What a deal! It must be Christmas and Black Friday for Jail Beds. Canyon County just got to rent jail beds for $40/day. It now costs Canyon County $84/day to run our jail per comments made by Commissioner Kathy Alder to a public service group last week.
Jail bond costs were going to be $10,000/day ($3.6 Million a year) just to pay back the interest and principle on the loan. THE GUARDIAN would submit to the Commishes they need to consider renting all the jail beds they can for $40/day. This is a 52% mark down from what it now costs us per bed to run our own jail.
We present this as "tongue in cheek" for people to consider as we move into the next phase of trying to sell the voting public a new jail. The costs of $84/day per bed are for real and are a costly reminder of how much justice can we afford. THE GUARDIAN has also taken note we now have five times more people in this country than we did 30 years ago. The reason is President Nixon's WAR ON DRUGS. We have far too many non-violent people in jails and prisons and are bumping up against what taxpayers are willing to shell out for incarceration costs.
We now have 13 states that have decriminalized marijuana sales and possession. They have instituted medical marijuana laws. Oregon has proposal to legalize drugs will be out next week for legislative debate. California wants to tax cannabis at the rate of $50/oz and the proponents say it will raise $1.3 billion to the State Treasury. The President has instructed the Feds to leave medical marijuana sales locations alone if they are in compliance with their respective state laws. Point here is the WAR ON DRUGS is a complete failure and the political will to keep people locked up for drug use is getting called into question all over the country as the recession deepens and money for running prisons and jails dries up.
Mandatory sentencing is also getting called out for review by the Federal Government. California and their Three Strikes Laws are under scrutiny. The Economist magazine this week has an extensive article on the subject of people getting little to no punishment for the use of drugs in Europe. It is handled for the most part with fines and citations that go to support drug rehab and deterrence programs. On the average 0.2% of people charged with drug violations end up in prisons or jails and the sentences run from a few days to a average maximum of 20 months. Contrast that with the State of Texas where they have people in prison for 99 year on marijuana charges.

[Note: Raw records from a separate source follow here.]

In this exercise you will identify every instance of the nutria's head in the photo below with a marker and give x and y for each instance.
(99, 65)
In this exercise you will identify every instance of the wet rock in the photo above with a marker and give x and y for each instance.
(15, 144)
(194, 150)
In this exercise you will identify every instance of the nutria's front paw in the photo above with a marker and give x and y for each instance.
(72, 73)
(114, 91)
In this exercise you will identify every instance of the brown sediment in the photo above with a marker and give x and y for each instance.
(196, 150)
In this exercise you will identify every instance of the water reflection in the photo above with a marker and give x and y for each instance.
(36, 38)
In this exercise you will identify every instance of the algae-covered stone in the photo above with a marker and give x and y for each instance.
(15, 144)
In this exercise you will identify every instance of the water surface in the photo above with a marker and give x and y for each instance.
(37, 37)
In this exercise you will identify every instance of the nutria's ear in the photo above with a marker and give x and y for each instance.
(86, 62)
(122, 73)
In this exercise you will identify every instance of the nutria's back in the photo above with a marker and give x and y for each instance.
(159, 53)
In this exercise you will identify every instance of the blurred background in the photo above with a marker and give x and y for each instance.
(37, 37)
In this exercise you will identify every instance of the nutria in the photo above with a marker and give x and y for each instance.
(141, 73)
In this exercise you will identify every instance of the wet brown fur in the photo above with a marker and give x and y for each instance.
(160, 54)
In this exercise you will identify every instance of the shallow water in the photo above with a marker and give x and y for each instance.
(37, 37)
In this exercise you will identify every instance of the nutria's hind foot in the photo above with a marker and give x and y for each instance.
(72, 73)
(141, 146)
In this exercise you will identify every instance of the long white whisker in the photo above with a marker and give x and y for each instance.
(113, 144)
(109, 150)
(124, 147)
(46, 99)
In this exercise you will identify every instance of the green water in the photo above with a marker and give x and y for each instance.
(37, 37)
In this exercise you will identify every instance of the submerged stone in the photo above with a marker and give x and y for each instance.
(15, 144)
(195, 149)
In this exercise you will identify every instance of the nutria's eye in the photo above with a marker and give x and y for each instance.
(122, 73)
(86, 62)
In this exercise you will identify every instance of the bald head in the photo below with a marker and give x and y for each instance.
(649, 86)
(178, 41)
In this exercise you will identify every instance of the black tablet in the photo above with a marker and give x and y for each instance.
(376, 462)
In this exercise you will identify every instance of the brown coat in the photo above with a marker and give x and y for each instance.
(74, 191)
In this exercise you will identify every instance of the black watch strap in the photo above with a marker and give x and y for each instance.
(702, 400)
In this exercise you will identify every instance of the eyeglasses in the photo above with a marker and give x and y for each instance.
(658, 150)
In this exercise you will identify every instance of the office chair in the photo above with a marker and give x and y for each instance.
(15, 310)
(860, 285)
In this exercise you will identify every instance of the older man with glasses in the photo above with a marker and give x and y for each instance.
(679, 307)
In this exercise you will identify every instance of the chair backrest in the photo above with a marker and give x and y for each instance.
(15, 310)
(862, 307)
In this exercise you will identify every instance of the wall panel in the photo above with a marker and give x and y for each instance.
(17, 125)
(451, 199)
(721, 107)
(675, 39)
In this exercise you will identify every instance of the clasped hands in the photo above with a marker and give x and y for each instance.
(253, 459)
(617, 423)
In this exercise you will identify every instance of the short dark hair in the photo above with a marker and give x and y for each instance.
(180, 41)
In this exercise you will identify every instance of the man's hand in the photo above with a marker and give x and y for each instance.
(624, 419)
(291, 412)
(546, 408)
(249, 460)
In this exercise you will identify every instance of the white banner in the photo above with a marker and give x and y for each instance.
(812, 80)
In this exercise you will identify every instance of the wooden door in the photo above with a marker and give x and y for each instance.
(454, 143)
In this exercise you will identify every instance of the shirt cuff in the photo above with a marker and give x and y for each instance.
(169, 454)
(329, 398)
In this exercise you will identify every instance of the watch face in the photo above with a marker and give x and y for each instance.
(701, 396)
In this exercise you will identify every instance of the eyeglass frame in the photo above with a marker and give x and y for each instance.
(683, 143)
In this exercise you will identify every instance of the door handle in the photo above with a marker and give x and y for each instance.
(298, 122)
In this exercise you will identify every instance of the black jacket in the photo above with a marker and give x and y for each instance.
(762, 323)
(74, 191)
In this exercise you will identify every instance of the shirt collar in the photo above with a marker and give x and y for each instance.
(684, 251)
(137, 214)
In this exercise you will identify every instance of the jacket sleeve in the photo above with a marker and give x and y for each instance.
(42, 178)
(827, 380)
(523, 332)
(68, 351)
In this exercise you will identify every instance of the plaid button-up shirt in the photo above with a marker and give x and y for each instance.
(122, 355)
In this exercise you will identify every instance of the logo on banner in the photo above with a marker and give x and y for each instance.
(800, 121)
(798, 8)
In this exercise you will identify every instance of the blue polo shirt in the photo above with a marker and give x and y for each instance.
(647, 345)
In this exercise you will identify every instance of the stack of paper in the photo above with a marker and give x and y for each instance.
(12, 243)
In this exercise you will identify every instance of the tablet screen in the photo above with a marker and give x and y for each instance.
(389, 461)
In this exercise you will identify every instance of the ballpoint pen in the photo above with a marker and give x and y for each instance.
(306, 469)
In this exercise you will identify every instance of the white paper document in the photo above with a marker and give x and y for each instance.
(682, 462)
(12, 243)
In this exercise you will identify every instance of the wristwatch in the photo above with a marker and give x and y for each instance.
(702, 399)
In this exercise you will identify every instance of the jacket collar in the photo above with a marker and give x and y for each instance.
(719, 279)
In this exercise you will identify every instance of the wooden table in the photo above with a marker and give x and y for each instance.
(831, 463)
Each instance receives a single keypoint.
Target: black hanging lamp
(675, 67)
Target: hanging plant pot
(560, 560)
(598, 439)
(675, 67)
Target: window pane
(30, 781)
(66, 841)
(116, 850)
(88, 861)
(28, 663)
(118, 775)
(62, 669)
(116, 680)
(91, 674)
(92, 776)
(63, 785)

It may be time to rethink the drug problems in this country. The war on drugs for the past 35 years has been an expensive failure. Sentencing laws aimed at drug kingpins are used against low level offenders and have filled prisons and jails.
One last comment on jails. They are used as repositories for mentally ill people. In the 1980's President Reagan emptied out the mental hospitals and "mainstreamed" mentally ill people. The reality is these people had no safety net and ended up in jails and prisons. It is far cheaper to keep them in mental custodial care than in jails and prisons. We have got to figure out a better way to deal with this segment of society.
Final note, the Commishes get to fork over $190,000 of our tax dollars to the ACLU for their mismanagement of the Canyon County Jail. This is the final negotiated legal costs of ignoring their responsibility to provide a humane, clean, safe environment for inmates. Think of it as a $520/day surcharge on jail operations for the next year. The price paid for the lesson learned in jail costs and management by the Commishes.